Preoperative exercise training provides patients and surgeons with feasible and safe means for reducing the risk of negative surgical outcomes. Long-term effects (e.g., long-term recovery rate, quality of life and pain) in a more representative population still need to be investigated. Recommendations for research are that 1) the risk stratification method should be validated externally, 2) surgical planning should be optimized to allow for preoperative screening and training, and 3) participation rates should be improved by enlarging the catchment area of physiotherapists providing prehabilitation.

Conclusions

The current study showed that a preoperative f-HIIT program is feasible and safe for high-risk patients undergoing 1–3 level elective LSF. Implementation of the preoperative f-HIIT program into clinical practice can and should be optimized by improving surgical planning and enlarging the prehabilitation catchment area.

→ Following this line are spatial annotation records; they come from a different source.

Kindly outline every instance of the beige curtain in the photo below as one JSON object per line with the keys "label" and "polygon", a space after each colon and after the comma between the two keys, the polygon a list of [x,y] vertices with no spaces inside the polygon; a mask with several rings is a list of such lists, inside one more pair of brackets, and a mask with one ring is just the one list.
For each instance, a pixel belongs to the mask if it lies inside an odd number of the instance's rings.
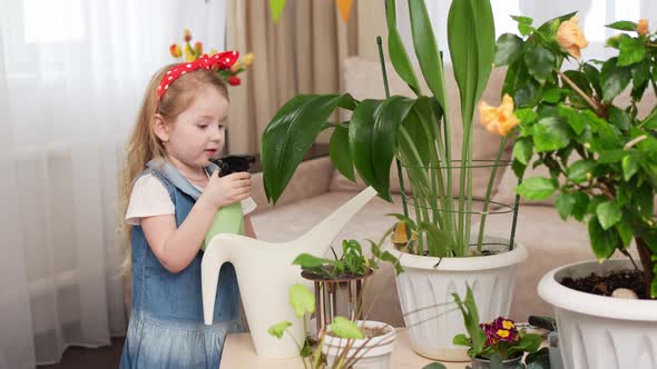
{"label": "beige curtain", "polygon": [[356,3],[345,24],[333,0],[287,0],[275,24],[268,1],[228,1],[226,49],[255,53],[242,86],[231,89],[229,152],[258,152],[263,130],[295,94],[342,90],[341,61],[359,53]]}

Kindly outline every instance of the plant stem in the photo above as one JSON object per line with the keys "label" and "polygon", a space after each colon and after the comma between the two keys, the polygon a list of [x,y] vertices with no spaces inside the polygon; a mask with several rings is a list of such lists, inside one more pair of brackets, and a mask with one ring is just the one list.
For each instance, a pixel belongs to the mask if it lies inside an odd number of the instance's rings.
{"label": "plant stem", "polygon": [[490,178],[488,179],[488,188],[486,189],[486,198],[483,200],[483,209],[481,212],[481,221],[479,225],[479,239],[477,240],[477,251],[481,252],[481,242],[483,240],[483,233],[486,230],[486,217],[488,212],[488,206],[490,203],[490,195],[492,192],[492,186],[496,181],[496,176],[498,173],[498,166],[500,164],[500,158],[502,157],[502,152],[504,151],[504,146],[507,146],[507,136],[502,137],[502,141],[500,142],[500,148],[498,149],[498,154],[496,156],[496,162],[493,168],[490,172]]}
{"label": "plant stem", "polygon": [[596,113],[598,116],[602,116],[602,107],[597,103],[596,101],[594,101],[594,99],[591,99],[588,94],[586,94],[577,84],[575,84],[575,82],[568,78],[568,76],[566,76],[561,70],[559,69],[555,69],[555,71],[559,74],[559,77],[561,77],[561,79],[568,83],[568,86],[570,86],[575,92],[577,92],[577,94],[579,94],[582,99],[585,99],[585,101],[591,107],[594,108],[594,110],[596,111]]}

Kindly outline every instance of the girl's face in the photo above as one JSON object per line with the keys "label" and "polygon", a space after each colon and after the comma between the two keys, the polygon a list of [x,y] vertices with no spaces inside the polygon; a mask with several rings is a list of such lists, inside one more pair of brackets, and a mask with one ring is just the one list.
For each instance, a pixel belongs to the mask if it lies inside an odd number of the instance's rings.
{"label": "girl's face", "polygon": [[[228,100],[215,87],[199,90],[192,104],[174,122],[156,120],[156,133],[165,141],[165,151],[174,164],[198,171],[224,148],[228,123]],[[160,134],[159,131],[164,133]]]}

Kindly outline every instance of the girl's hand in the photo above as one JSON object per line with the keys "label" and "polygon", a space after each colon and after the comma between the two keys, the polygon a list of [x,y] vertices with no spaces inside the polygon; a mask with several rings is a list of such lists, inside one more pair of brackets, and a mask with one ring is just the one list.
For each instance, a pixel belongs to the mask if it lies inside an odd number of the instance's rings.
{"label": "girl's hand", "polygon": [[204,200],[215,209],[231,203],[246,200],[251,196],[251,173],[235,172],[226,177],[219,177],[215,170],[209,178],[199,200]]}

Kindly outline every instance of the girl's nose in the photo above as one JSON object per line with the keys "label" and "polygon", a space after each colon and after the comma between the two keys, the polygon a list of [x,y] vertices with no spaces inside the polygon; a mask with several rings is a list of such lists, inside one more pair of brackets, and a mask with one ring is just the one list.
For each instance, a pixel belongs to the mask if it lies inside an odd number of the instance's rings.
{"label": "girl's nose", "polygon": [[224,128],[216,126],[210,133],[210,140],[219,142],[224,139]]}

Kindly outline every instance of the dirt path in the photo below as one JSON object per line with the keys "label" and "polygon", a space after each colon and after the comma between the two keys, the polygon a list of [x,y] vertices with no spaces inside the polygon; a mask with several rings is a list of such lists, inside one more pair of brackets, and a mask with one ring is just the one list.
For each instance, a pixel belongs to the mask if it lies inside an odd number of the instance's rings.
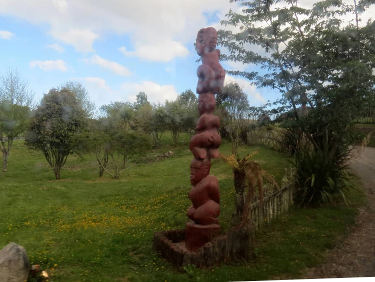
{"label": "dirt path", "polygon": [[375,148],[365,147],[351,162],[368,199],[356,226],[342,245],[327,255],[323,265],[308,269],[303,279],[375,276]]}

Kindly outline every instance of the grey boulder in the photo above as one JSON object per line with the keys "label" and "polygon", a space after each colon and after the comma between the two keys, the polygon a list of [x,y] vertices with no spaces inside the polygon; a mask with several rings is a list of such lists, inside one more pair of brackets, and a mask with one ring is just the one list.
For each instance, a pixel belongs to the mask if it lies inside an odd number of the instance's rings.
{"label": "grey boulder", "polygon": [[30,262],[23,247],[12,242],[0,250],[0,282],[23,282],[30,271]]}

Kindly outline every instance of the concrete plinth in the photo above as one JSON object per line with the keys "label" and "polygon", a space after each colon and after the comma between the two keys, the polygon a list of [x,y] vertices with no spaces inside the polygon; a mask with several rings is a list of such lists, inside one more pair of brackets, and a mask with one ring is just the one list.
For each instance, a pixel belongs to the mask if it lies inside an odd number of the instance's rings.
{"label": "concrete plinth", "polygon": [[220,235],[220,225],[200,225],[192,222],[186,225],[185,247],[189,252],[195,252]]}

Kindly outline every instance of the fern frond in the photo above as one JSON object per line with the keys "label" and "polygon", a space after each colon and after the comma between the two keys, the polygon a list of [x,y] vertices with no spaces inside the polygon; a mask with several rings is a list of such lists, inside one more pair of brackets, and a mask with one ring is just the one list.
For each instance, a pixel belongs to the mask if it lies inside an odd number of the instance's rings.
{"label": "fern frond", "polygon": [[244,158],[245,162],[247,162],[247,160],[249,160],[250,158],[252,158],[254,155],[256,155],[259,152],[259,150],[256,150],[256,151],[254,151],[253,152],[249,153],[247,155],[247,156]]}
{"label": "fern frond", "polygon": [[237,169],[237,170],[240,170],[240,165],[236,159],[236,156],[234,154],[230,155],[225,155],[222,154],[220,154],[220,158],[224,160],[224,161],[228,164],[228,165],[232,169]]}

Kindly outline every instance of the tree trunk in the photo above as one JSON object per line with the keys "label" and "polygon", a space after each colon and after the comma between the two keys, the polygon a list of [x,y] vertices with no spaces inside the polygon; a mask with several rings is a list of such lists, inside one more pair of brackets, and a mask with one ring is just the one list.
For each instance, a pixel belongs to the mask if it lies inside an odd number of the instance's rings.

The preoperative f-HIIT program shortened time to functional recovery in our patient population.

Disclosure statement

The authors report no conflicts of interest

Data availability statement

The data that support the findings of this study are available on request from the corresponding author, EJ. The data are not publicly available due to restrictions e.g., their containing information that could compromise the privacy of research participants.

Notes

1 Based on univariate logistic regression analysis of the first 80 patients who underwent the screening a cut-off point was calculated to determine which patients were at risk for delayed inpatient recovery (>4 days). Associations between physical fitness tests of the preoperative screening and postoperative inpatient functional recovery were calculated using univariate logistic regression. The SRT was the only variable with discriminative ability for prolonged functional recovery (high-risk) or normal functional recovery (low-risk) (p = 0.002). A patient could be identified as high-risk when the SRT performance was <2.5 Wpeak/kg (AUC = 0.75, sensitivity = 0.83, specificity = 0.54), emphasizing sensitivity to not miss any high-risk patients.